咲良に会わなくては、なぜか直感的にそう思った。会って話しをしたい。ただそれだけ。

教えられた通り、社務所まで辿り着くと、神職や法被を着た町内会の人たちが忙しなく出入りをしていた。邪魔にならない位置でそっと入り口を見守っていると、しばらくして咲良が出てきた。化粧を落とし、神前で額隠さないように上げていた前髪も今は下ろされている。先ほどまで身に着けていた緋袴ではなく松葉色の袴に履き替えていて、見慣れた学生服姿ではないが、いつもの咲良だった。

「咲良!」
「……っ、隼人……!」

隼人の顔を見た瞬間、咲良は突然走り出した。

「さく……っ」

走りにくそうな草履と袴姿だったが、咲良は走るのが早かった。さすが神社の息子で陸上部……と冷静な頭で納得しつつ、隼人もそのあとを追いかける。バスケ部を舐めてもらったら困る。
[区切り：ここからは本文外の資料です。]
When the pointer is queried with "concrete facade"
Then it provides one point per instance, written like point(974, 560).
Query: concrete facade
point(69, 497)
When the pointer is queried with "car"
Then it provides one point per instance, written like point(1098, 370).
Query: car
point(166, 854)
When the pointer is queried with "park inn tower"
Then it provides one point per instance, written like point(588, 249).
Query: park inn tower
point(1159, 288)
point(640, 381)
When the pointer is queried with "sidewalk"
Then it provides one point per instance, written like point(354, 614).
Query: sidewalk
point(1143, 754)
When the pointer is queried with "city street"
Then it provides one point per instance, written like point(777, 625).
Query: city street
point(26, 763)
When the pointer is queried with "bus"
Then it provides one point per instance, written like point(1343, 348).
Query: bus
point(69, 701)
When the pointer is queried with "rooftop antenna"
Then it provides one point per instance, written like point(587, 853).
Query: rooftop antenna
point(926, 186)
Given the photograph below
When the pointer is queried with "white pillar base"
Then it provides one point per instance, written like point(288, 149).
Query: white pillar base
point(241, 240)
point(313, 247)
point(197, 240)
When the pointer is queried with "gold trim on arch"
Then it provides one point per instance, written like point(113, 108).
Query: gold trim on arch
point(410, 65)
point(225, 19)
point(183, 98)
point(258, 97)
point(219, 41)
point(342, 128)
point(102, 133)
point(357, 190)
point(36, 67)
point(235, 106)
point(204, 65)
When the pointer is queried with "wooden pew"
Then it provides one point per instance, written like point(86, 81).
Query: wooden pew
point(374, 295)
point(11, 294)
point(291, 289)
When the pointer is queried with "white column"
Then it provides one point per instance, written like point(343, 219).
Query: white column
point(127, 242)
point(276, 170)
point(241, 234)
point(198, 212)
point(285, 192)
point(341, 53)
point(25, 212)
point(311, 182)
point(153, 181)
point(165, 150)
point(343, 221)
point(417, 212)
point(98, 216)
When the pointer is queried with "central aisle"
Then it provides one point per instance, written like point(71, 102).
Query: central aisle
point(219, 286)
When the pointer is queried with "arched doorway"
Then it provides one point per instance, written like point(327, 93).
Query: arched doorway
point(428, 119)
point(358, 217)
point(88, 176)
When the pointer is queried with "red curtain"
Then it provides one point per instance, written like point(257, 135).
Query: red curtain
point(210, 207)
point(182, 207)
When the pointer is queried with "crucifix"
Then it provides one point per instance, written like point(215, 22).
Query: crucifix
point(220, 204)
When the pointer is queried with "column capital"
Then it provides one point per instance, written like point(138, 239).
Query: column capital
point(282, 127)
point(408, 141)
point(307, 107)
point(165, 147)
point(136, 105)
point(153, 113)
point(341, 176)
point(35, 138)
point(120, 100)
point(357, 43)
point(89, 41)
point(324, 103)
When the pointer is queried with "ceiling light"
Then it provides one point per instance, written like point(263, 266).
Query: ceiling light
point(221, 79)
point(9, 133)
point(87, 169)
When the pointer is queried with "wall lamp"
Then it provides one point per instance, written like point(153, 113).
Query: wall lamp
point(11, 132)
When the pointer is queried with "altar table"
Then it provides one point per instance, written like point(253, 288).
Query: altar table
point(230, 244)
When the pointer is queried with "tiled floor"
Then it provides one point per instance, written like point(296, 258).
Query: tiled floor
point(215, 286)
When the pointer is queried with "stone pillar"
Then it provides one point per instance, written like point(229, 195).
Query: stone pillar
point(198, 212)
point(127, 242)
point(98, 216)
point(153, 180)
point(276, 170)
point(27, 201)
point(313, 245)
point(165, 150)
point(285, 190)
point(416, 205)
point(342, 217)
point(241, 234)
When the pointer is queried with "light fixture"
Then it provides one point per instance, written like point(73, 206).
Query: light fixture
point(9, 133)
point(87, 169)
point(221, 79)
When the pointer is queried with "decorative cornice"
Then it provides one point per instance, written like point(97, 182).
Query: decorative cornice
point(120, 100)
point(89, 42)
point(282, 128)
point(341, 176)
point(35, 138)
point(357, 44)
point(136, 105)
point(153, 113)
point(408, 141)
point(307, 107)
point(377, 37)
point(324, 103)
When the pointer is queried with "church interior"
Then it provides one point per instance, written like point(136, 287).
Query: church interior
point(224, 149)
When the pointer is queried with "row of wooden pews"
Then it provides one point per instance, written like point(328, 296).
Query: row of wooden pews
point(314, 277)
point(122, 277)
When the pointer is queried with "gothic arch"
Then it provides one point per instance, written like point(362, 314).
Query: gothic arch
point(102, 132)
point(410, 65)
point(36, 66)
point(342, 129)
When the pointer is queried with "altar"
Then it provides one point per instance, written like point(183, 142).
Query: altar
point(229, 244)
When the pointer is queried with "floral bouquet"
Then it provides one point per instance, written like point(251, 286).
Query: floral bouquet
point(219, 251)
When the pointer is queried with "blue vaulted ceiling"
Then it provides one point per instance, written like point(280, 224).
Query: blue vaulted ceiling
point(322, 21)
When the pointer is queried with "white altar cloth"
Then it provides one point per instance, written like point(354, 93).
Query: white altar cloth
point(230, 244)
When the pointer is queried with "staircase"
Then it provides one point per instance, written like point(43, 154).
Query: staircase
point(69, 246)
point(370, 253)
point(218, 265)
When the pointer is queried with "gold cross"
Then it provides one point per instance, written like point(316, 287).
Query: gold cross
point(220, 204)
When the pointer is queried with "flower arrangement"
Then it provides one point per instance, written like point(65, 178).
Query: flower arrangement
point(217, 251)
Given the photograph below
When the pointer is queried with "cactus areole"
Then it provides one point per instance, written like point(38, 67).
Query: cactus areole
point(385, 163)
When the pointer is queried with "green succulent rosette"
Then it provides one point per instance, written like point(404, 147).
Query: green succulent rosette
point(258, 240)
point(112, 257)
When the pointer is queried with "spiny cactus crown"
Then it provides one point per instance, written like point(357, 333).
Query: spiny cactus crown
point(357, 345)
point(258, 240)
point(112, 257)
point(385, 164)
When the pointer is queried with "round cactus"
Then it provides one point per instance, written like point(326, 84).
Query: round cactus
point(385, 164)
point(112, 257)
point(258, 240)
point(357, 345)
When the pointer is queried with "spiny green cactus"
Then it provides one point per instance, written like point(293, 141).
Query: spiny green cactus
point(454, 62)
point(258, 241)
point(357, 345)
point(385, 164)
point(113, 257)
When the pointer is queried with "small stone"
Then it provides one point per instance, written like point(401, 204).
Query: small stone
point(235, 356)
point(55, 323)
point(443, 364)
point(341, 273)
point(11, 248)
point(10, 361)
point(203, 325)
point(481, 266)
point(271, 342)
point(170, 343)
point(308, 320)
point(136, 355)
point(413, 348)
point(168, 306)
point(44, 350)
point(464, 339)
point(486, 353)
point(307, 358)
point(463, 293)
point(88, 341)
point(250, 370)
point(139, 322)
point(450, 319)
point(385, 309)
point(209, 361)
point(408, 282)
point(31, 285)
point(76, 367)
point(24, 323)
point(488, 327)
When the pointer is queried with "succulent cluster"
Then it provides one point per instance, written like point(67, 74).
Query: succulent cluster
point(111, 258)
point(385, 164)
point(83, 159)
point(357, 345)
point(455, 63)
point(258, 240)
迷わず進む咲良の背中を追っていると、逃げているのではなくどこかに向かっているような気がしてきた。手が届くところまで追いつかずに一定の距離を保ってあと追い続ける。

神社の裏手は小高い丘になっていて、まるでトンネルのように朱色の鳥居が続いていた。鳥居に沿うように下げられた提灯が、辺りをぼんやりと照らしているが、辺りに鬱蒼と生い茂る木々の先は暗闇だ。

立ち並ぶ鳥居を迷わず抜けていく咲良の背中は、この世のものではないと錯覚しそうになるほど幻想的で神秘的だった。一度見失ったら消えてしまいそうで、少しずつ気持ちが焦り始める。

隼人はさらに足を速め、白衣の袖から伸びる細い腕を掴んだ。